Hacker News new | ask | show | jobs
by maratd 2646 days ago
> 1. You definitely don't need to form an LLC. I'm still a sole proprietor all this time and it's working out fine.

I did this for a while, but it starts to hurt around tax season. There are advantages to being incorporated and then hiring yourself as an employee for a minimal wage. With the way you're doing it, you're paying employment taxes on your entire income. With an LLC, you can pass the majority of it through without paying that.

> 2. Personally, I'd hold back 35%+ of your income for taxes and expect to pay taxes every quarter.

That would be the responsible thing to do. I just end up paying yearly, paying the interest penalty, and using January+February+March for taxes. Probably should get my house in order at some point.

> 3. 2 months of savings seems really low.

Agreed.

> 4. Billing style really depends on the job you're doing. A lot of my work is billed hourly due to the nature of what I'm asked to do.

Yes, but I do pretty much everything I'm able to not bill hourly. Fixed Budget > Monthly Rate > Bi-Weekly Rate > Weekly Rate > Daily Rate > Hourly.

2 comments

> I did this for a while, but it starts to hurt around tax season. There are advantages to being incorporated and then hiring yourself as an employee for a minimal wage.

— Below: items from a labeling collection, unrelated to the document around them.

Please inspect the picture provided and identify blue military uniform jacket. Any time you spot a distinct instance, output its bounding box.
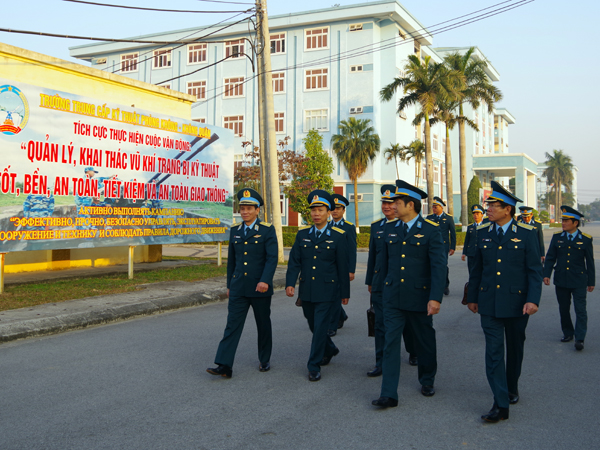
[381,216,448,312]
[544,230,596,289]
[327,218,356,273]
[227,221,278,297]
[285,226,350,302]
[468,220,542,318]
[427,213,456,253]
[365,218,387,292]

With the way you're doing it, you're paying employment taxes on your entire income. With an LLC, you can pass the majority of it through without paying that.

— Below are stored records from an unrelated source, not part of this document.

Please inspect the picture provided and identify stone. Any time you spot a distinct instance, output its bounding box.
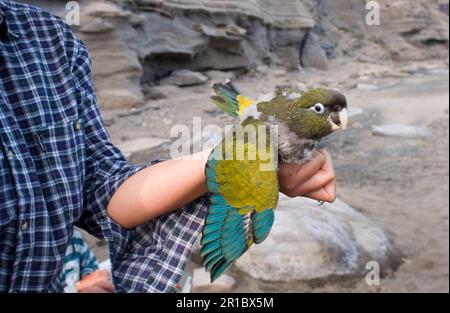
[356,83,380,91]
[204,70,236,82]
[83,1,131,18]
[144,85,181,100]
[301,32,328,70]
[160,70,208,87]
[347,107,364,118]
[235,194,401,283]
[80,17,114,34]
[96,89,144,110]
[372,124,431,139]
[117,138,167,158]
[192,268,236,292]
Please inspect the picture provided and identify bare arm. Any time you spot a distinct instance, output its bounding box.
[108,153,208,228]
[108,150,336,228]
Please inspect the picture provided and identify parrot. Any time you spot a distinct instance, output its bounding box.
[200,80,347,282]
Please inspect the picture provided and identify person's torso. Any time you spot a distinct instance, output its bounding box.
[0,4,85,291]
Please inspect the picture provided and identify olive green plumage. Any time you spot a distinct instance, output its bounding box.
[201,81,347,281]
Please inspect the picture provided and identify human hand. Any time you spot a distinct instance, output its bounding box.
[75,270,114,293]
[278,150,336,202]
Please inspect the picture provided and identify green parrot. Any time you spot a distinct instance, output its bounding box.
[200,81,347,282]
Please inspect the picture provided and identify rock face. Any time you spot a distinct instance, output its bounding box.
[302,32,328,70]
[192,268,236,292]
[15,0,448,109]
[161,70,208,87]
[372,124,431,138]
[235,196,400,282]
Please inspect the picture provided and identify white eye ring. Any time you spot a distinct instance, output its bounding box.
[311,103,325,114]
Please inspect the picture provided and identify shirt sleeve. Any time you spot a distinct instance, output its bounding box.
[71,229,98,278]
[69,25,209,292]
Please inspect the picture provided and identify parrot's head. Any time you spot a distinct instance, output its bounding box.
[268,88,347,140]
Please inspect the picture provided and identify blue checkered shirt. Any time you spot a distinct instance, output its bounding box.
[0,0,208,292]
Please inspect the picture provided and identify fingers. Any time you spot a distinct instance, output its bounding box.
[79,279,114,293]
[279,150,336,202]
[305,180,336,202]
[278,153,326,193]
[297,170,336,194]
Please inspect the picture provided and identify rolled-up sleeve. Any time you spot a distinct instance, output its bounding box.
[68,30,208,292]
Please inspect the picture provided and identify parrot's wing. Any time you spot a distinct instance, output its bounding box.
[201,121,279,281]
[211,81,254,117]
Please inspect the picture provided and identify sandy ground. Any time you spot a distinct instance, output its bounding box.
[82,61,449,292]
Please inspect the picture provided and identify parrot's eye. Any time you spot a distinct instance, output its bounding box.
[311,103,325,114]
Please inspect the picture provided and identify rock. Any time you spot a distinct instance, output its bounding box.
[160,70,208,87]
[192,268,236,292]
[204,70,236,82]
[117,138,167,158]
[356,83,380,91]
[372,124,431,138]
[347,107,364,118]
[96,89,144,110]
[83,1,131,18]
[301,32,328,70]
[235,195,400,283]
[80,17,114,34]
[144,85,181,100]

I'm not exactly sure what you mean by this, but LLCs are pass through entities for tax purposes. That means your tax treatment is the same for an LLC as it would be if you were a sole proprietor without an LLC.

The reason to create an LLC is to separate your personal assets from your business assets and to protect you from liability for your employees actions. If your LLC signs the contract, in most cases the client can only go after the business, not you personally.

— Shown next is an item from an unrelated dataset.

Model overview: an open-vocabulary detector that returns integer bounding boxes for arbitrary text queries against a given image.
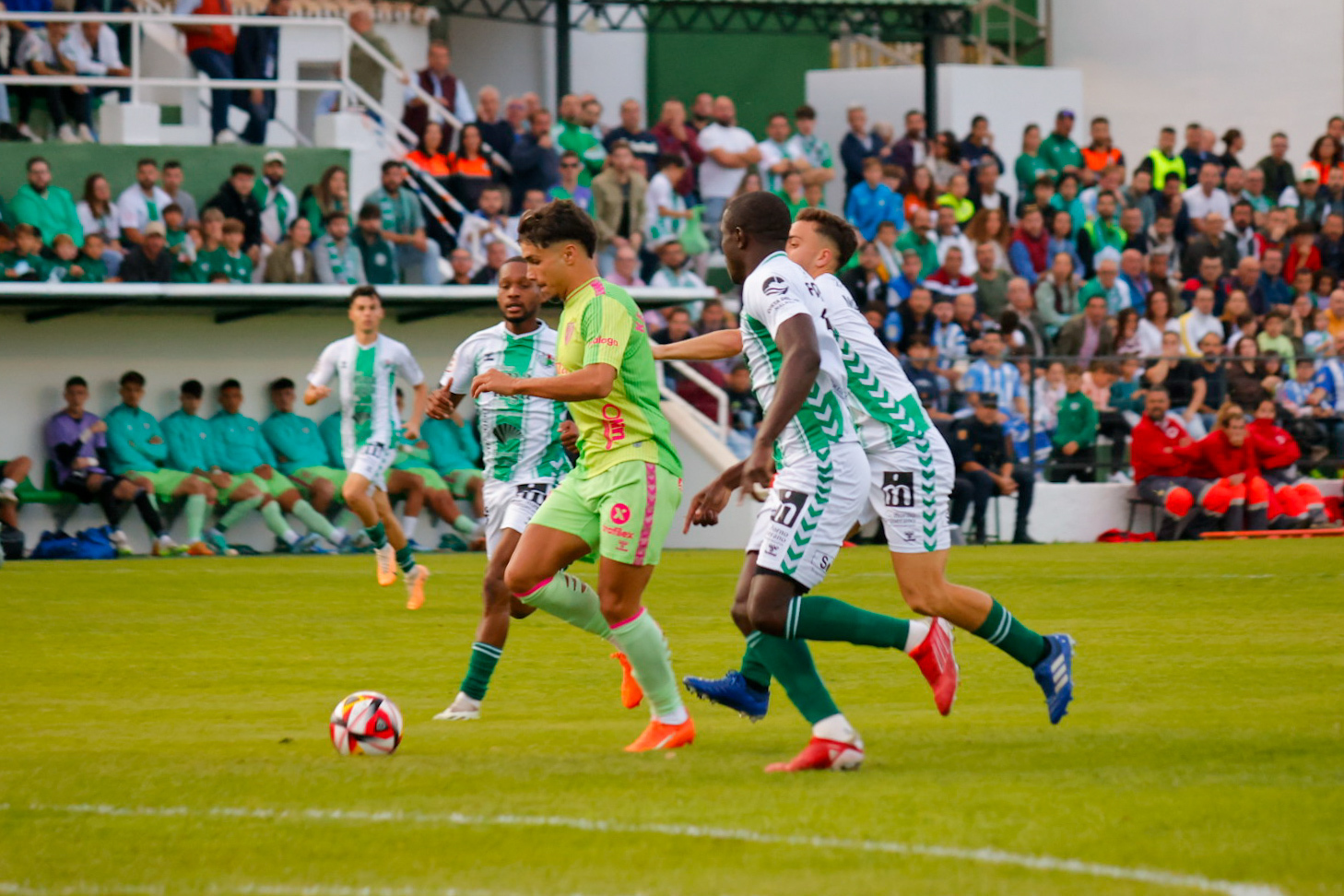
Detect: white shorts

However, almost all lenders require a personal guarantee and an LLC doesn't protect you from your own negligence. Only from the negligence of your employees.

So basically - LLCs are unnecessary if you are the only employee.

See: https://www.nolo.com/legal-encyclopedia/limited-liability-pr...

The tax benefits come from electing to be treated as an S corp for tax purposes, not from establishing an LLC per se. But as far as I'm aware, you need to establish an LLC or other corporate entity in order to be taxed as an S corp.

It's true that creditors can come after your personal assets if you personally guarantee a corporate entity's debt. But establishing an LLC does limit your personal liability in any instance where you don't provide a personal guarantee. I suspect that many individual freelancers who establish LLCs never take on debt or other liabilities that require personal guarantees.

> So basically - LLCs are unnecessary if you are the only employee.

This is not true for many reasons, primary among them being taxes and healthcare.

I'll explain taxes below. For healthcare, I use Trinet as an HR provider (since I am a company) and they allow me to get benefits (including healthcare) at corporate rates. You need to be incorporated for them to even talk to you.

> I'm not exactly sure what you mean by this, but LLCs are pass through entities for tax purposes.

Happy to explain. When you are self-employed, you pay SECA taxes on your entire income.

https://www.investopedia.com/terms/f/fica.asp

For self-employed, that means both the employer and the employee portion. Let's say you pull in 300k. You're going to pay SECA taxes on all of that.

If I create an LLC, do an S-corp election, then retain myself in the LLC for say 50k, I will only pay those taxes on the 50k. The other 250k will be passed through to my personal income and I will only be responsible for the standard income taxes.

Please correct me if I'm wrong, also I assume you are in the US...

    I did this for a while, but it starts to hurt around tax season. There are advantages
    to being incorporated and then hiring yourself as an employee for a minimal wage. With
    the way you're doing it, you're paying employment taxes on your entire income. With an
    LLC, you can pass the majority of it through without paying that.
So you are paying corporate tax rate on the profits of the company, then personal tax rate on your "minimal wage". How does the money from the company get passed to you without any tax hits?
He's likely an llc taxed as an S-Corp. You don't pay taxes out of your business, profits after write offs are added to your return with a K1. You're likely thinking of a C-Corp.
Yes, that's exactly it. As an S-Corp the corporation doesn't pay any taxes. Well, in my case my state (New Jersey), has a minimum tax based on revenue. I pay that, but it's minimal. If it really bothered me, I could re-incorporate as a Delaware or similar LLC. All profits are passed to your individual return and you pay taxes on that.
With the K1, you will be adding the passed through income to your personal income and still paying tax on it. I'm not seeing the benefit of an S-Corp here.